Liberians began voting on Tuesday to decide whether to re-elect former soccer star George Weah to the presidency, despite his criticized record, or prefer veteran Joseph Boakai despite his age.

This second round of the presidential election promises to be close between two candidates who were already pitted against each other in 2017, when Mr. Weah won with over 61% of the vote.

Among the voters who turned out in front of the polling stations in Monrovia well before they opened, Taiyee Success Iledare, a 22-year-old student, made no secret of his preference. "My candidate is George Weah. Look around you, at the signs of development", he says in front of an open office in a school in Duazon, on the outskirts of Monrovia.

Irene Palwor Age, a 41-year-old shopkeeper, sees things differently. "My candidate is JNB (Mr. Boakai). He will bring change. JNB will create jobs for women and young people".
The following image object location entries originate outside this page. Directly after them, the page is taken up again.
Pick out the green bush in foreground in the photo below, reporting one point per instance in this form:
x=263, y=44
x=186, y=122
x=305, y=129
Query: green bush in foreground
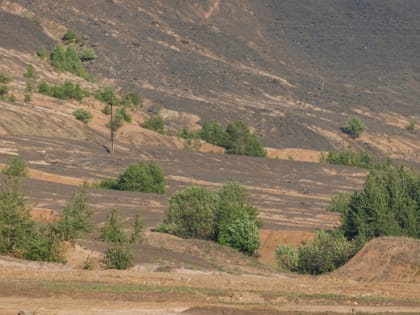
x=140, y=176
x=225, y=216
x=82, y=115
x=354, y=127
x=16, y=166
x=287, y=257
x=67, y=90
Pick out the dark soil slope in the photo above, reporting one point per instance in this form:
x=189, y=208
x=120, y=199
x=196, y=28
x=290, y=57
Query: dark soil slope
x=292, y=69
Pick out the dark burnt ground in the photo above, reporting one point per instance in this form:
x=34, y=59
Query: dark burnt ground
x=289, y=194
x=258, y=61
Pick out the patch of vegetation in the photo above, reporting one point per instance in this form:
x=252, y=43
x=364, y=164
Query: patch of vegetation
x=140, y=176
x=68, y=60
x=42, y=53
x=350, y=158
x=3, y=90
x=19, y=236
x=87, y=55
x=113, y=230
x=325, y=253
x=67, y=90
x=16, y=166
x=12, y=98
x=155, y=122
x=30, y=72
x=388, y=205
x=122, y=114
x=236, y=138
x=354, y=127
x=76, y=219
x=4, y=79
x=71, y=37
x=286, y=257
x=411, y=125
x=82, y=115
x=225, y=216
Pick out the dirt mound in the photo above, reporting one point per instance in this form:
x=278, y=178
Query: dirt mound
x=385, y=259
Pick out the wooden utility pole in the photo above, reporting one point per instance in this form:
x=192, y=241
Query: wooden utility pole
x=111, y=126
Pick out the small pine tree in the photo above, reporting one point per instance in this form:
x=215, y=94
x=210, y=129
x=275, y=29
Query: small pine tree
x=76, y=218
x=113, y=230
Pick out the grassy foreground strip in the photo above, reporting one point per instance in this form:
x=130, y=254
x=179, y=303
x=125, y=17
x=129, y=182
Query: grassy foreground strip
x=149, y=293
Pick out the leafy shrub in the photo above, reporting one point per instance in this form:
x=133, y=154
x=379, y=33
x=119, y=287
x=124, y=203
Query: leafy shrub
x=242, y=235
x=71, y=36
x=354, y=127
x=67, y=60
x=411, y=125
x=350, y=158
x=113, y=230
x=388, y=205
x=42, y=53
x=67, y=90
x=191, y=213
x=122, y=114
x=4, y=79
x=286, y=257
x=155, y=123
x=118, y=257
x=30, y=72
x=76, y=219
x=82, y=115
x=44, y=245
x=325, y=253
x=3, y=90
x=87, y=54
x=225, y=216
x=12, y=98
x=16, y=166
x=15, y=221
x=141, y=176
Mr. Weah, 57, and Mr. Boakai, 78, came neck-and-neck in the first round on October 10, with just over 43% and a lead of 7,126 votes for the incumbent.
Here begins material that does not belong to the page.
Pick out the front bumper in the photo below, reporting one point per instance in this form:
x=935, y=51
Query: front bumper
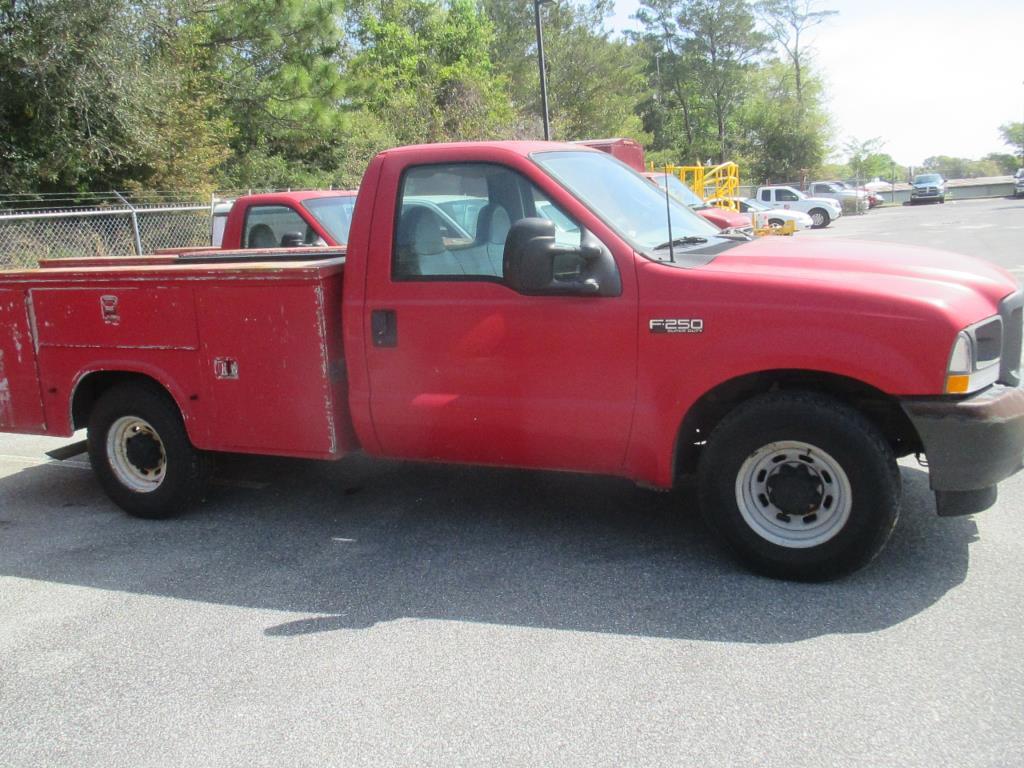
x=971, y=444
This election is the first to be held without the presence of the United Nations mission in Liberia, which was set up in 2003 (and left in 2018) to guarantee peace after the civil wars that left more than 250,000 people dead between 1989 and 2003, and whose memory remains vivid.

The election "undoubtedly represents a crucial step in the consolidation of peace and democracy in Liberia and the region", said the UN in a recent statement.
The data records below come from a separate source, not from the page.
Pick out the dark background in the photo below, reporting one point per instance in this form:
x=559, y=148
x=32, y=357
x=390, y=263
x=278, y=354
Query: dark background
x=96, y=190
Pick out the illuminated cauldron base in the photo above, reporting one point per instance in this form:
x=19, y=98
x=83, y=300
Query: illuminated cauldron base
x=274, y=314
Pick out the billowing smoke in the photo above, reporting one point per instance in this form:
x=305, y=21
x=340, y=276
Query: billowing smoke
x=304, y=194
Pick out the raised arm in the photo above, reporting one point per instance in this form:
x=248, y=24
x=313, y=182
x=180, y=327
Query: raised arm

More than 2.4 million voters are invited to cast their ballots from 8:00 am to 6:00 pm (local time and GMT) between an incumbent who remains popular among young people but must defend a criticized record, and an old hand who was from 2006 to 2018 the vice-president of Ellen Johnson Sirleaf, Africa's first elected female head of state. 

The electoral commission has 15 days to publish the results, but the matter could take less time, says one of its officials, Samuel Cole.